Gin up for CWIP
‘The secret of getting ahead is getting started’ is an apposite quote this week - given it’s CWIP’s first year, and the entries for the prize have closed - but as Joan Rivers didn’t say that - I won’t bang on.
But who knew? Four years ago – CWIP was still an idea for a comedy literary prize – based on my anger, bitterness, audacity and not having the right clothes for book launches or other literary canvases.
Now it exists – and apart from teething issues – like not having enough gin next to the PC - a recent bit of GOOD FORTUNE was meeting these people - King Of Soho
Suddenly CWIP is the recipient of generosity - not just because I knocked back several stunning gins at once – in the presence of its maker recently Alex Robson (btw you’ve got to taste her bespoke Variorum Berry version - it pops on tongue – which is no bad thing I can vouchsafe) but because CWIP is supported by people who ‘get it’- IE they believe that funny female fiction has a deserved place on the literary landscape.
So much so, Kings of Soho are offering to provide the prize money for the winner of the published prize category as well as runner up prizes for the shortlisted published authors. (pause for sip and exhalation)
So, in keeping with the tradition of women boasting and then pretending they haven’t – May I announce here - that the publishing industry will never be the same again.
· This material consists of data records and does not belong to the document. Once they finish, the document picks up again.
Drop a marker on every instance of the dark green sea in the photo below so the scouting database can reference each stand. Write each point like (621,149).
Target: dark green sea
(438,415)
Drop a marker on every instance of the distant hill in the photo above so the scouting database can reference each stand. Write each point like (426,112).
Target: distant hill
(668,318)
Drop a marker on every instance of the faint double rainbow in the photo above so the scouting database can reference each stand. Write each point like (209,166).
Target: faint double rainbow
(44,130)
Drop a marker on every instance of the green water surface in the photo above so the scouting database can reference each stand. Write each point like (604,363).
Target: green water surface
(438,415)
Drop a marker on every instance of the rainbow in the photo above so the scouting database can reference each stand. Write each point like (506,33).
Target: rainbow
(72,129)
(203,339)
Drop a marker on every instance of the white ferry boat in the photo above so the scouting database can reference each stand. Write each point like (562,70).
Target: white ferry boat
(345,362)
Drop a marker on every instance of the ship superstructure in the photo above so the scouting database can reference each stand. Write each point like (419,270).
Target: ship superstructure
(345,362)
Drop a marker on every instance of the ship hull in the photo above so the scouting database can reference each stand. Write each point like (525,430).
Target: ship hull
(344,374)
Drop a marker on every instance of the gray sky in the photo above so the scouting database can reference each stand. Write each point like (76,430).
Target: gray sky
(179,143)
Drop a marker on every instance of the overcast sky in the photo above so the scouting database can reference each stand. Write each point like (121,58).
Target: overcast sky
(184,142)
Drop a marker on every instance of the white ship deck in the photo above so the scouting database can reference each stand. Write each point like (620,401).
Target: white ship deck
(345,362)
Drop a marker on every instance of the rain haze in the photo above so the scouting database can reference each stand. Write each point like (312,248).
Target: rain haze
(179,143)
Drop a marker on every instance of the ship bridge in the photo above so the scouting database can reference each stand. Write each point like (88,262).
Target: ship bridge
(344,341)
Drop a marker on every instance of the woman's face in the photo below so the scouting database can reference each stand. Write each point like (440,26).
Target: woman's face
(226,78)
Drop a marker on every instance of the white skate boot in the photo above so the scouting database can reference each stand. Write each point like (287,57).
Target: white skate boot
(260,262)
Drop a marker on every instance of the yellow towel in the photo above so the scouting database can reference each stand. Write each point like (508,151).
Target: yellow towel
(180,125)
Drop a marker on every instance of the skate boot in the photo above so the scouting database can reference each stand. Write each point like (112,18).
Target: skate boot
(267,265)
CWIP has ensured a relationship with funny female fiction and gin. Humour on the page can be instant or it can be a slow burn - Gin does this as well . So luckily, I’ve thought of everything.
Funny female Gin quote: "The only time I ever enjoyed ironing was the day I accidentally got gin in the steam iron.” – Phyllis Diller
Parable: And remember – whenever you get Funny writers' block – no need to despair - Chemically speaking, gin is a solution.
Rider: Peppermint tea is also good – because CWIP is as inclusive with its liquids as it is with its mission – year two CWIP goes larger.